Subhanallah… di satu sisi kita
merasa bangga dengan si X, dengan kesanggupannya yang tinggi beliau rela untuk
bolos dan mengulang mata kuliah demi terlaksananya roda dakwah agar terus
berputar dengan mengakumulasikan tugas-tugas dakwah yang seharusnya dikerjakan
teman-temannya. Namun di sisi lain kita pun merasa sedih… sedih dengan
kader-kader dakwah (saudara-saudaranya Si X) yang dengan berbagai macam alasan
duniawi rela meninggalkan tugas-tugas dakwah yang seharusnya mereka kerjakan.
Sahabat…. Semoga kisah tersebut
tidak terulang kembali di masa kita dan masa setelah kita, cukuplah menjadi
sebuah pelajaran berharga.

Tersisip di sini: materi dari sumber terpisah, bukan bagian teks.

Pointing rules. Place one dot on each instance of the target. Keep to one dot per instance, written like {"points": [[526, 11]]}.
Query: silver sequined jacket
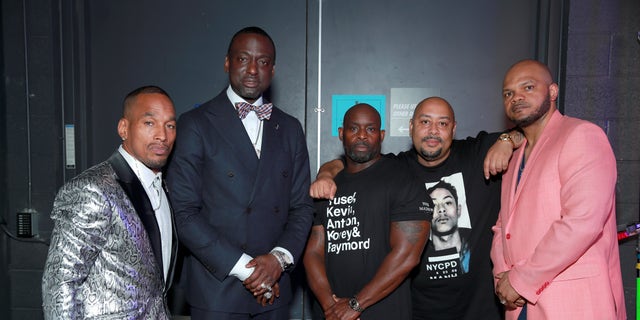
{"points": [[101, 263]]}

Ya, setiap aktifis dakwah adalah manusia-manusia
yang memiliki hati yang tentu saja berbeza-beza. Ada aktivis yang hatinya kuat
dengan berbagai macam tingkah laku aktivis lain yang dihadapkan kepadanya. Tapi
jangan pula kita lupa bahwa tidak sedikit sahabat yang tiada memiliki ketahanan
tinggi dalam menghadapi tingkah polah sahabat lain yang kadang memang sarat
dengan kekecewaan yang sering kali berbuah pada timbulnya sakit hati. Dan
kesemuanya itu adalah sebuah kewajaran sekaligus realiti yang harus kita fahami
dan terima.
Namun apakah engkau tahu wahai
sahabat-sahabatku? Tahukah engkau bahwa seringkali kita melupakan hal itu?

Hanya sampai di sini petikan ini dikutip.